Patrick Rotman et la documentaliste, Marie-Hélène Barbéris, ont collecté à travers le monde des reportages d’actualités, des films amateurs, des photographies clandestines (notamment celles de Georges Angéli, chargé à Buchenwald de prendre des clichés anthropométriques des déportés). Ils ont, par contre, systématiquement écarté les documents dont les sources ou les indications n’étaient pas clairement établies. Les images, aussi insoutenables qu’elles puissent apparaître pour certaines, ne sont pas juste là pour illustrer les commentaires et appuyer les témoignages, mais comportent un égal intérêt. La photographie de la sélection prise par un S.S. et les images de rafles de juifs Hongrois en 1944 donnent de précieux renseignements, comme le document filmé de deux juifs du ghetto de Lódz, saluant des officiers allemands, invite à s’interroger sur les particularismes de ce lieu.

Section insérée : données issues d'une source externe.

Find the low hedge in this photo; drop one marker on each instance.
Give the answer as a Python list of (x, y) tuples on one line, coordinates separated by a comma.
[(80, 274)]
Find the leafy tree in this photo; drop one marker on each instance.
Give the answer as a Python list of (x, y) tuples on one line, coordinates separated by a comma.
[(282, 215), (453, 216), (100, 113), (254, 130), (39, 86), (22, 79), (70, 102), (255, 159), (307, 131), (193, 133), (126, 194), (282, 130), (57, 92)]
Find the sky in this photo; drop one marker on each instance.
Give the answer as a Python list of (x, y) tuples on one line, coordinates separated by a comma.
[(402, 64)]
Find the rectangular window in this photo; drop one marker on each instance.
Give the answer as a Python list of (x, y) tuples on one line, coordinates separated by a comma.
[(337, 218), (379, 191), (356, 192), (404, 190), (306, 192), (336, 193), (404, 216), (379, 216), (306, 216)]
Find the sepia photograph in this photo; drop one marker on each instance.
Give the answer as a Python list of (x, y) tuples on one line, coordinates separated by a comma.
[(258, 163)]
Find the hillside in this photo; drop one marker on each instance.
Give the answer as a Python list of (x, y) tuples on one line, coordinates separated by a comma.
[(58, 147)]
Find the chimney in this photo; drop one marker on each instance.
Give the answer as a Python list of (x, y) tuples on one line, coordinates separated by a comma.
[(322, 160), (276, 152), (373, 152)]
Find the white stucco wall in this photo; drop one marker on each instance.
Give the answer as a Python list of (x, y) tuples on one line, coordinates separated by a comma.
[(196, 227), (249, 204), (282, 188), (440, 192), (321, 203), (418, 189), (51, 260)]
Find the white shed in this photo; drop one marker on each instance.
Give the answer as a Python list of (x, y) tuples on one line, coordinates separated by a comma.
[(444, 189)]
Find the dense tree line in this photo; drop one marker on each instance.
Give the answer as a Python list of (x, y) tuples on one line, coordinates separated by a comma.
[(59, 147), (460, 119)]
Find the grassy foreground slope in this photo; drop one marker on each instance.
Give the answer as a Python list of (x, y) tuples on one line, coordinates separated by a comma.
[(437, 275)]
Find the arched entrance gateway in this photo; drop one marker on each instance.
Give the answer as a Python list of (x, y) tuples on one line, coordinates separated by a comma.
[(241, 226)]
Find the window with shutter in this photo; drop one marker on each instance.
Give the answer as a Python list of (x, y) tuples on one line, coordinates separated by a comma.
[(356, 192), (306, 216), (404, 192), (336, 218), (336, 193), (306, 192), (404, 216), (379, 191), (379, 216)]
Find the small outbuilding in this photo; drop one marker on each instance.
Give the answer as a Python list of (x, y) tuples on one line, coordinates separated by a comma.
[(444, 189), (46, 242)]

La sobriété des commentaires, lus sans emphase, et l’exactitude des termes employés répondent à l’exigence du choix iconographique. Patrick Rotman n’interprète pas les images, ni ne les accompagne d’un commentaire lyrique ou d’une musique dramatisante, mais expose de manière rigoureuse les faits incontestables. Il se livre également à un décryptage de documents de propagande, tel que celui désormais célèbre de la reconstitution de la libération d’Auschwitz par les cinéastes russes. Ceux-ci, ne pouvant filmer sans projecteurs les déportés agonisant dans les baraquements, firent rejouer quelques jours après le 27 janvier, la scène de la libération du camp par une foule en liesse composée en grande partie de figurants venus des villages aux alentours. Les déportés, selon eux, manquant trop d’enthousiasme et de reconnaissance. Ces images, jamais diffusées à l’époque car trop éloignées de la réalité, furent, en revanche, reprises telles quelles plus tard dans de nombreux documentaires moins pointilleux. Des correspondants de guerre et des photographes arrivèrent également après la découverte des camps, accompagnant le plus souvent des missions officielles. Le cinéaste George Stevens a filmé des cadavres décharnés, entassés dans un wagon stationnant à Dachau, tandis que Lee Miller, créditée auprès de l’armée américaine, se rendit à Buchenwald. Envoyée également dans ce camp par Life, Margaret Bourke-White, l’auteur de la photographie qui illustre la jaquette du DVD, déclarait placer « l’appareil entre elle et l’horreur » pour éviter de se laisser submerger par l’émotion. Ces photographies, et d’autres, ne sont parues dans des revues et journaux américains, français, anglais qu’après maintes hésitations, et les actualités françaises n’ont diffusé les premières images des camps qu’en juin 1945.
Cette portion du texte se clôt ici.